April 18, 2006
Seems like everywhere I turn is some mention of broadband and/or mobile video. Whether it be startup business plans, major announcements, blog posts or news stories, it sure seems like this has become the latest "big thing" to talk/write about. I am not sure whether to be excited or worried. Probably both.
The big news, of course, was last week's announcements by Disney and Fox. Much has been written on those — and I am hoping to post a synthesis piece tying together the various themes in the discussion over those announcements. Haven't had time yet but will get to it soon.
I had heard at the Cable Show, and saw announced today, that yet another video-sharing site, Veoh, is getting funded. Please feel free to rant at me if I ever become the10th VC to fund a video-sharing site. I won't go so far as to say I am a skeptic, but I think it will be fascinating to see if/how YouTube and its brethren find a viable business model. As a side bar, PaidContent points to this amusing parody of the kung fu battle amongst video sharing sites.
Which brings me to what I think was a more interesting piece in yesterday's Wall Street Journal (sorry, subscription required) explaining how consumer packaged good companies like Kraft, P&G and Unilever are, despite initial reluctance, now turning to web advertising in a big way. Yet another indication that the Internet advertising economy will continue to enjoy robust growth.
Of course, I must confess one reason I liked the article is that it made very nice mention of some of the successes Heavy.com has had with major advertisers like Unilever.
But it also reinforced one of the reasons why I've spent a good chunk of the last 12 months in and around broadband video — because, although a still nascent (at least until a few weeks ago) category, it is clear that there is alot of money to be made in broadband video by those who understand how to develop content that is at once wildly popular with its consumer audience while also a wildly valuable medium to its advertiser audience.

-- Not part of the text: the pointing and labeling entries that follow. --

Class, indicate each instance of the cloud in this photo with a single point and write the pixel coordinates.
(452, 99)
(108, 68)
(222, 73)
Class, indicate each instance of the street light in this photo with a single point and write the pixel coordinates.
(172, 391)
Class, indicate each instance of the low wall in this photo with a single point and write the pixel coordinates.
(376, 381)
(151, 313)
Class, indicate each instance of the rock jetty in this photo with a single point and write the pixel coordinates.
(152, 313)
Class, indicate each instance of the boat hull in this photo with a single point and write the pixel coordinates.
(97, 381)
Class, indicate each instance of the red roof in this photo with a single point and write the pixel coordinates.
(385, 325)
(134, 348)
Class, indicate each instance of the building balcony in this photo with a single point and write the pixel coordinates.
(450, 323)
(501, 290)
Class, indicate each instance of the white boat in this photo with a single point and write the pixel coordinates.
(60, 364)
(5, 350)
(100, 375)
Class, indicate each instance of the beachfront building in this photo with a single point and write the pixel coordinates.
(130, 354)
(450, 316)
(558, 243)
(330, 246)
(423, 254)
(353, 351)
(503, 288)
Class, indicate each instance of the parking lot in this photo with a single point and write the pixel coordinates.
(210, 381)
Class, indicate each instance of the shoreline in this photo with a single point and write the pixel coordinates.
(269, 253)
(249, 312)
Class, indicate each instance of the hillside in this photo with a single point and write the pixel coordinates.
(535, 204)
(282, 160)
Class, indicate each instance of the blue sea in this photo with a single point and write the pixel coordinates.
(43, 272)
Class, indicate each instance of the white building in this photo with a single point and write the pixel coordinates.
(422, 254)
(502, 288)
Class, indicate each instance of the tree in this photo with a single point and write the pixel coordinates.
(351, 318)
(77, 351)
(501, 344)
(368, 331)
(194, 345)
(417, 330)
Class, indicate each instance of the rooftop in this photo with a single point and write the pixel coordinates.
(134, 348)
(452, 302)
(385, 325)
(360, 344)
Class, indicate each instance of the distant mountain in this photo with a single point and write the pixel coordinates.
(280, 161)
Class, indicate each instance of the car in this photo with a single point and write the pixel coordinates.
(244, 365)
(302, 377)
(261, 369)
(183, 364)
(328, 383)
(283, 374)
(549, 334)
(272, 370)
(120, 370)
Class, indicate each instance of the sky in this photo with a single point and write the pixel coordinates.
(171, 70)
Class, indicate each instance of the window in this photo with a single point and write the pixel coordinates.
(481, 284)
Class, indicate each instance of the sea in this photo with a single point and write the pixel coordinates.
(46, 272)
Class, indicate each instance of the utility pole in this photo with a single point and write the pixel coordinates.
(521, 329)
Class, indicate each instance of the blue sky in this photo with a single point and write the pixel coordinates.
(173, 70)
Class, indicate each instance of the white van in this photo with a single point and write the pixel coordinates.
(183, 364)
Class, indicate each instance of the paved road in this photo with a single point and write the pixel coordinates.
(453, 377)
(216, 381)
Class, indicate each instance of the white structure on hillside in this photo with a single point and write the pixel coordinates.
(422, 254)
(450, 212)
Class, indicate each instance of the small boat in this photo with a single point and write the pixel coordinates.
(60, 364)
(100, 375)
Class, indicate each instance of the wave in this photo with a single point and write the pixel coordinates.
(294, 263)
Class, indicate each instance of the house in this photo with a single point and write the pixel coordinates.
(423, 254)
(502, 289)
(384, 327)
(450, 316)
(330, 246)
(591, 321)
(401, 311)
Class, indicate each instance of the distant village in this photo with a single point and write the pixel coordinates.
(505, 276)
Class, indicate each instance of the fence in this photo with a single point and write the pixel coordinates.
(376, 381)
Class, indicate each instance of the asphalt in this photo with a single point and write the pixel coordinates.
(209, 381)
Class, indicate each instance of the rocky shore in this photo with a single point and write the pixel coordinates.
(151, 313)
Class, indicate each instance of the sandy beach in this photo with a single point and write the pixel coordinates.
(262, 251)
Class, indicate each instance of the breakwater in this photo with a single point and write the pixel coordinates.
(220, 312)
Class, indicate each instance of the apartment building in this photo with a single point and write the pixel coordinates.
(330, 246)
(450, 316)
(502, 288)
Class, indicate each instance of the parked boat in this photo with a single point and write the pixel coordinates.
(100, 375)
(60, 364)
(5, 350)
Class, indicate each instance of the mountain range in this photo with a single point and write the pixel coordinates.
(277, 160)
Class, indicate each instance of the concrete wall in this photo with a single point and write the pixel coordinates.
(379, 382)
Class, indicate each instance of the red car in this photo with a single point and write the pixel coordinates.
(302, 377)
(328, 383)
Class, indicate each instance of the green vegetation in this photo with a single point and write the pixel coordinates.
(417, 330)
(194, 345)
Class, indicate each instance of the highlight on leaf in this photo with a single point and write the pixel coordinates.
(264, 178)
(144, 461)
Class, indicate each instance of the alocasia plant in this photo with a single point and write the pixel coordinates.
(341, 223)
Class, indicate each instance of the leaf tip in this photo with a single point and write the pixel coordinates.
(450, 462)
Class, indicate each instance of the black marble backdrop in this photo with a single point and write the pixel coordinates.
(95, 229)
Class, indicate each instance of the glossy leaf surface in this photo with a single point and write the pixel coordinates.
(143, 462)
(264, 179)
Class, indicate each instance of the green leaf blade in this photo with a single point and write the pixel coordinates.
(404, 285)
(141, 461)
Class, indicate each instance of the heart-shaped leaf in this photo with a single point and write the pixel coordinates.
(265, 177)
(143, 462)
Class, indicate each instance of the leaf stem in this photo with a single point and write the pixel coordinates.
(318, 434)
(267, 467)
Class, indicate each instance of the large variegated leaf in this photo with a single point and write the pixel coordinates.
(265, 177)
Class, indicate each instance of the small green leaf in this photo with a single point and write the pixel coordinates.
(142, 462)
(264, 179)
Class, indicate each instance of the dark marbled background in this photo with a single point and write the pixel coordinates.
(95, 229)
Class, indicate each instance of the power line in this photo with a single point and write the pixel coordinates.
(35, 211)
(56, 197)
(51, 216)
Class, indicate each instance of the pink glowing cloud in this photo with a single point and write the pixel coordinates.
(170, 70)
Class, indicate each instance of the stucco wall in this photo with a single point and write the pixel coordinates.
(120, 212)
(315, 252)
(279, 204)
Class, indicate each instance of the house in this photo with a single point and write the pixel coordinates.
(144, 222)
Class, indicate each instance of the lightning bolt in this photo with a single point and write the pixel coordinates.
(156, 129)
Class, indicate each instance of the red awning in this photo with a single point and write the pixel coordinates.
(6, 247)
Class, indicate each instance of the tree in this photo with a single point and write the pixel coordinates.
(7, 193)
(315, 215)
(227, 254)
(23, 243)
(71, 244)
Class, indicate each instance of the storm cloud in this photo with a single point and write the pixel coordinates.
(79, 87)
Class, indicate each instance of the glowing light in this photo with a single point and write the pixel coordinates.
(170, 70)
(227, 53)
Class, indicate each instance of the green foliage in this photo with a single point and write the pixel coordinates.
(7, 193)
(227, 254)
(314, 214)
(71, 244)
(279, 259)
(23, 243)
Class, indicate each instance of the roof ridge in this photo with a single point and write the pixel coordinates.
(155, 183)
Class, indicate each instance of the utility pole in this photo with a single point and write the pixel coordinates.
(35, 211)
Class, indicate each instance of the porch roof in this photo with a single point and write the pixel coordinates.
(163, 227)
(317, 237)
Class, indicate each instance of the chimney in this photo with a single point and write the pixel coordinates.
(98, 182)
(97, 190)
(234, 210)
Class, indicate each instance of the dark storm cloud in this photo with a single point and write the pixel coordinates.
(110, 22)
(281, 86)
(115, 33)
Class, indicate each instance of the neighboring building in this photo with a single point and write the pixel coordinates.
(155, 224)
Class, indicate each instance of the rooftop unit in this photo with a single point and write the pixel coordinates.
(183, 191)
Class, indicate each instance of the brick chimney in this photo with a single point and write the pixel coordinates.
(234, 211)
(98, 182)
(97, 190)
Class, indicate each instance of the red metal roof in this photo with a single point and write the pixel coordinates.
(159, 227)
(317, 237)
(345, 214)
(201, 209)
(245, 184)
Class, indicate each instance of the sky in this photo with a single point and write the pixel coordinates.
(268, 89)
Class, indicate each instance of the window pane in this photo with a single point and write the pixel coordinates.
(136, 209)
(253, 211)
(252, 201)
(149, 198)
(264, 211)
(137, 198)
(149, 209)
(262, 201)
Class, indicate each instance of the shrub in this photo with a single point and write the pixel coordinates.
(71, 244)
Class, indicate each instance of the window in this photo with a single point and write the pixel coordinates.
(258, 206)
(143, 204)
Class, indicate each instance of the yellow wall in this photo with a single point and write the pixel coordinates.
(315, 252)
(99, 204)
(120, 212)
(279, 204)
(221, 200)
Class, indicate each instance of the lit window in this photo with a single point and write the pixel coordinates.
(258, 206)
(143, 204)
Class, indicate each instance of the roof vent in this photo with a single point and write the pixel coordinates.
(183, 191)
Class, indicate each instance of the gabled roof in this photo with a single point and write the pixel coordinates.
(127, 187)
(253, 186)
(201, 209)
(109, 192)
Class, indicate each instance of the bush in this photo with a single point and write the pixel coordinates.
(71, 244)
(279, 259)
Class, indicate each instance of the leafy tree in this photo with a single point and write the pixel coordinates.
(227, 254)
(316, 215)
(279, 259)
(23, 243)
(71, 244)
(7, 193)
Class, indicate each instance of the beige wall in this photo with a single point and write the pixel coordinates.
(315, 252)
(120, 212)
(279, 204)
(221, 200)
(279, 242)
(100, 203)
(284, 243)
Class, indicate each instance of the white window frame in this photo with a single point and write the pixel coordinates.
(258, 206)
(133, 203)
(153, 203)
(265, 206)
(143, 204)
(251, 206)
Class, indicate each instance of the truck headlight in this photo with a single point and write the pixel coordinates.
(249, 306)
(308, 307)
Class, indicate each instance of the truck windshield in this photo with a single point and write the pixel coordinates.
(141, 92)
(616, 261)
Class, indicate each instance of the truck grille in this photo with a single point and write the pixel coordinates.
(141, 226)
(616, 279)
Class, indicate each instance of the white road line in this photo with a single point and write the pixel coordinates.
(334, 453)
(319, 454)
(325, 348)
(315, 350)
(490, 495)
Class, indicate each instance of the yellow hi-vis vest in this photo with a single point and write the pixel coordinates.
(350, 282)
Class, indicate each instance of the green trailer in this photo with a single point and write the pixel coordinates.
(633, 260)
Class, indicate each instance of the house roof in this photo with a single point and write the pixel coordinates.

This is precisely the challenge YouTube et al. are grappling with. As summarized in a USA Today article this week, "[YouTube] expects to reap ad revenue in the first half of this year but is cautious. To remain relevant, it needs to serve paying advertisers without looking like a sellout to its millions of average users."
The difficulty in executing this strategic balance is exactly why I quickly got so intrigued with Heavy.com in the first place last fall. While the Heavy guys cleary have a knack for developing, and eliciting from their user base, compelling video content that their audience keeps coming back for in droves, they were one of the first groups, I think, to really crack the nut on monetizing the "young male edgy humor/satire" category. They have developed a distinct voice/personality/brand, and it is precisely this same personality that appeals both to their users and their advertisers. A tricky but powerful thing to pull off.
I am one who tends to believe that a rising tide lifts all boats. Lest we forget, AdSense not only created the defining business model for Google, but it also created the defining business model for the entire Internet search category.
So, while it is both exciting and scary to see so many broadband video sites getting funded and/or launched, I nonetheless continue to be encouraged when I learn that major advertisers like P&G and Unilever are substantially increasing their budget allocations to sites (like Heavy) who understand how to deliver them a product they need and value.